Afinal, há margem ou não há margem para negociar?

O debate e a manifestação surgem dois dias depois de Luís Montenegro ter afirmado publicamente que o Governo não vai dar “nem mais um cêntimo” além dos 300 euros que propôs para o aumento do suplemento de missão das forças de segurança - valor que seria pago de forma faseada até 2026, passando o suplemento fixo dos atuais 100 para 400 euros, além de se manter a vertente variável de 20% do ordenado base. 

Horas depois, porém, a ministra da Administração Interna disse estar “disponível para discutir até ao final” com as forças de segurança - uma posição que alguns representantes da PSP e da GNR entenderam como contraditória com o que tinha sido dito anteriormente pelo primeiro-ministro.

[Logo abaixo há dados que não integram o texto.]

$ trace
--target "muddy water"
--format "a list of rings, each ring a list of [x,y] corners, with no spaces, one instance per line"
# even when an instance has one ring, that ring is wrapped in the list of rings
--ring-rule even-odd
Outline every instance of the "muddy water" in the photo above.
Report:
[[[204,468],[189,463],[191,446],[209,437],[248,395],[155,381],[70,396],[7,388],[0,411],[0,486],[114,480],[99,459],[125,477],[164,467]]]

Eduardo Cabrita, antigo ministro da Administração Interna do PS, considera que estas declarações revelam uma "falta de coordenação dentro do Governo". "O tom perentório [de Luís Montenegro] é totalmente desajustado do tom adotado pela ministra", diz à CNN Portugal, descrevendo as declarações de Margarida Blasco como demonstrativas de "uma grande bonomia e otimismo quanto à expectativa do quadro negocial".

"O que Luís Montenegro veio fazer foi, de algum modo, estragar tudo", critica Eduardo Cabrita, questionando "que margem política tem a ministra para negociar o que quer que seja na próxima semana" com os sindicatos representantes das forças de segurança.

Miguel Macedo, também antigo ministro da Administração Interna do PSD, por sua vez, rejeita a ideia de que Luís Montenegro e Margarida Blasco estejam em pontos diferentes sobre esta matéria. “Eu percebo que a ministra diga que pode haver ainda, dentro do teto orçamental, margem de negociação, por exemplo, na forma como se vai pagar esses aumentos dos subsídios”, argumenta o ex-governante em declarações à CNN Portugal.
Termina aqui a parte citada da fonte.